Did you self-publish or get traditionally published? How did this go for you?

Am still considering my options for the Wharematau Trilogy.


Do you have a blog or website?

I have a blog but it’s currently inactive - https://sallyhwriter.wordpress.com/


What inspires you most to write?

Being alive. Something I see/hear. Sometimes the words start framing themselves in my head and it’s a race to find something to write them down on before they disappear. I write poetry when I’m deliriously happy or extremely sad. There’s no in-between.


What do you do to help with writers block?

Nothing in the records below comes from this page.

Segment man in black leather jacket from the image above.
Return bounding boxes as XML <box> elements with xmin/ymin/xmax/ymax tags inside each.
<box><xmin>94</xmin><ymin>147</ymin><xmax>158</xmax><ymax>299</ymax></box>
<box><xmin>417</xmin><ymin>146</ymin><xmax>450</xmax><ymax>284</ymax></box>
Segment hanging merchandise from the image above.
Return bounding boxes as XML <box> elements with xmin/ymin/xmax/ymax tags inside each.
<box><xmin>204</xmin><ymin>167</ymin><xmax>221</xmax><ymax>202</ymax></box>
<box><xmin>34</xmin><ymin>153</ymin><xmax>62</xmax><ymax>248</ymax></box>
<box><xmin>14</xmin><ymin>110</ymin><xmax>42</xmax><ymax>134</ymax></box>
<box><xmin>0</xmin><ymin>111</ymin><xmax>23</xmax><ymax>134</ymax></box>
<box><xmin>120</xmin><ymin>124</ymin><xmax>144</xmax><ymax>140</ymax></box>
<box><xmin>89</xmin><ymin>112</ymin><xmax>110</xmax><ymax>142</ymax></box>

As yet, I haven’t experienced writer's block. I did have an issue with one character in Book Two of Wharematau, and it only disappeared when I changed his name. In Book One I had planned to have a young couple live in the house for three years but they simply didn’t speak to me, so in the end, I had the house vacant, except for the odd squatter, for that period. It worked out rather better, in the big picture.


How do you plan your writing and start?

I sit at my computer with a cup of tea and a cigarette, flex my fingers,

and invite the story to take over. I firmly believe Wharematau was a story searching for a typist.

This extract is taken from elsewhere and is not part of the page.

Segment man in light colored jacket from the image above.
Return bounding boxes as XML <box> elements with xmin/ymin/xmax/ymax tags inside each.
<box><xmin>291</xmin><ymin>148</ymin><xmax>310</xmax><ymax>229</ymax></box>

Is writing your full time job? If not what else do you do?

No, not currently writing. Am supposed to be looking for work. Luckily, I find writing while working to be a doddle – in 2020 I worked 60-70 hours a week in an essential service during the lockdowns and managed to submit a manuscript of 202K words for my final assessment for the third year of the Bachelor of Creativity (Writing) at Whitireia.

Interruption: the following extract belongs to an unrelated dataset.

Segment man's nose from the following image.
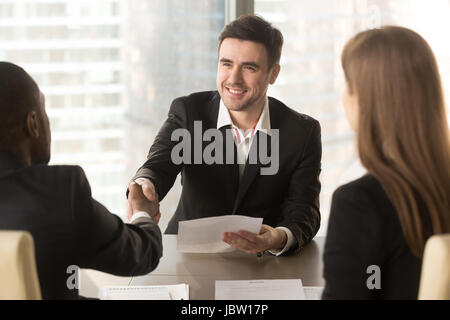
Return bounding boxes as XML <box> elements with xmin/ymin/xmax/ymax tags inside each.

What are you working on at the moment?

Packing up my house and getting it market-ready. I’m hoping to move out to a rural area before winter sets in.


What is your target audience?

Adults with an open mind. Book One has a section dealing with sensitive material, so definitely not kids or young adults.


How long does it take you to write a book?

It varies on where the story takes me. When I began the Wharematau story, I planned on it being one book. In August 2019 it split itself into three parts, and a good two thirds was put aside for Book Two, so I had to write most of Book One in a month. Book Two took somewhat longer to sort out, as I had to rehash the parts that had carried over from Book One and carry it from 1837 through to 1969. I had major problems getting one section ‘right’ and only managed to get it done with a name change for the main character. Book Three was written in about 70 days.


When did you first discover you enjoyed writing?

I’ve always known. I started writing poetry as a small child. Writing essays at school was one of my favorite tasks.


What is your writing schedule look like?

I don’t have a writing schedule as such. I write when the story demands I write. I have found I can write with a room full of people chatting and listening to music and generally ignoring me in the corner, tapping away. I do like listening to classical music when I write.


What does your family think about you writing?

My kids are fully supportive as long as it doesn’t get in the way of me being Mum. My siblings are really proud of me, not just for having written a trilogy, but also for getting my degree.


What do you do when you are not writing?

Cook. Feed people Play Pokemon Go – it’s a really good way of making me get out of the house and mix with other people. I used to play the pokies when I needed to slow my brain down, but I can’t at the moment.

I love watching British tv shows, and anything Star Trek.


Where do you get information and ideas for your writing?

The ideas find me. When I’m writing poetry, I find the lines start writing themselves in my head. My job is to capture them on paper before they disappear. Wharematau worked the same way, although I found the lines and ideas stayed in my head a lot longer.


What do you think makes a good story?

Readability – does it flow and does it hold my attention? Is the plot sufficient to make me commit to reading to the end? As I’ve got older, I’ve found my choice of reading material and screen viewing has changed slightly in that I shy away from anything gory. I hide my face when the murder scenes come on shows like Midsomer Murders and other crime shows.